Oliver Kazunga, Senior Business Reporter

LISTED engineering firm, Zeco Holdings Limited’s going concern status hangs in the balance as the company’s current liabilities have exceeded current assets by ZWL$4,484 million.

According to a recently issued statement of financial position for the year ended December 31, 2019, the company’s total current liabilities stood at ZWL$6,347 582 against total current assets amounting to ZWL$ 1,863 408.

The Zimbabwe Stock Exchange listed company specialises in steel fabrication and installation as well as the manufacturing of plastic components and distribution of electric motors.

During the period under review, the group generated inflation adjusted revenues of ZWL$4,435 million compared to ZWL$5,055 million in the prior year.

The group’s asset base stood at ZWL$325,449 million. An independent auditor’s report accompanying Zeco Holdings’ financial results for the year under review, noted the firm’s going concern status was in doubt given that total current liabilities exceeded total current assets by ZWL$4,484 million.

“These conditions may indicate the existence of a material uncertainty that may cast significant doubt about the company’s ability to continue as a going concern.

“The financial statements do not include any adjustments that might result from the outcome of this uncertainty,” said the auditor’s report.

The report also indicated that the company incurred a net deficit of ZWL$67,9 million in the year under review compared to ZWL$1,6 million in 2018, which resulted in negative retained earnings of ZWL$60,3 million as at December 31, 2019, (2018:negative ZWL$19 million).

“As stated…, these events or conditions, along with other matters as set forth in note 20, indicate that a material uncertainty exists that may cast significant doubt on the company’s ability to continue as a going concern.

“Our opinion is not modified in respect of this matter. We evaluated the company’s going concern assessment by challenging the underlying data used to prepare the key assumptions applied within the company’s cash flows; overall profitability and cash flows, and its effect on the timing of the company’s cash flows,” said the auditor’s report.

Furthermore, it stated that audit procedures were performed to identify events subsequent to year end in order to identify revenues that have been received and evidence further of cost-cutting measures.

“We considered the conclusion reached by the company to prepare the financial statement on the basis of a going concern, and the resultant disclosures, to be appropriate.”

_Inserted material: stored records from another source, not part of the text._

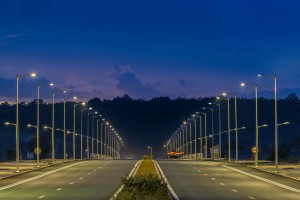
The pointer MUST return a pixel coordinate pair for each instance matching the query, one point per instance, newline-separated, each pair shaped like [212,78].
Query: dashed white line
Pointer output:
[37,177]
[263,179]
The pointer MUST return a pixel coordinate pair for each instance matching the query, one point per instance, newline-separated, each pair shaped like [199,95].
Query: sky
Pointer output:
[149,48]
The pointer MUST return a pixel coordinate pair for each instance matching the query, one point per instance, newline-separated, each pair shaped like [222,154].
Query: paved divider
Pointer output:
[163,177]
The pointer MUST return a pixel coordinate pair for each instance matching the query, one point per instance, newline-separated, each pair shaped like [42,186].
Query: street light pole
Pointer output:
[220,139]
[204,132]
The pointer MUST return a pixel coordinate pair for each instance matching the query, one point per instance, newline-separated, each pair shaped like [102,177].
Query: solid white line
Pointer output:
[263,179]
[39,176]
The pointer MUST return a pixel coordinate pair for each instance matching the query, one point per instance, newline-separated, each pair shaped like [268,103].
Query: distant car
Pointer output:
[174,154]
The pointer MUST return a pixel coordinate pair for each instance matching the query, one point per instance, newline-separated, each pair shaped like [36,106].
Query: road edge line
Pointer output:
[132,173]
[263,179]
[174,195]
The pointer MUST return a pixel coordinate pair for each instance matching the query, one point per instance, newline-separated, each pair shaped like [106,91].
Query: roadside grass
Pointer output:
[145,185]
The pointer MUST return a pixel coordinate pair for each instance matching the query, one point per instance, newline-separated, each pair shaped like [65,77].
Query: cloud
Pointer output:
[15,35]
[27,88]
[128,82]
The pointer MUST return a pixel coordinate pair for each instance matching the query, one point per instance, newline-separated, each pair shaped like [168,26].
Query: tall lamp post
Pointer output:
[65,99]
[87,139]
[204,132]
[200,133]
[220,139]
[38,122]
[150,151]
[228,125]
[17,118]
[74,127]
[81,132]
[212,128]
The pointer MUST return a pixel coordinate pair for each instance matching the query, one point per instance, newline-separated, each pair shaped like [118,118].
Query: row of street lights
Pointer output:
[175,140]
[112,144]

During the year under review, Zeco Holdings also incurred increasing statutory obligation owed to the Zimbabwe Revenue Authority, National Social Security Authority and the Zimbabwe Manpower Development Fund.

The company’s outstanding statutory obligation amounted to close to ZWL$600 million and the independent auditor’s report recommended the need by Zeco to review payment plans with the statutory bodies in order to offset the balance.

Zeco Holdings chairman Dr Philip Chiyangwa attributed his organisation’s poor performance to the challenging operating environment. In the outlook, he said the economic environment would remain dampened by inflation and currency volatility in the short to medium term with the effects of Covid-19 worsening the situation.

“Despite these current economic challenges, the group will continue to pursue potential synergies and expansion projects, which will enable sustainable growth and preserving value for all stakeholders,” he said.

Zeco subsidiaries include the Bulawayo-based flagship, Delward Engineering. In March this year, Delward Engineering announced that it was in talks with an Indonesian investor, Inka Limited, over a strategic deal that will see the country’s sole rail wagons manufacturer resuming production before the end of the year.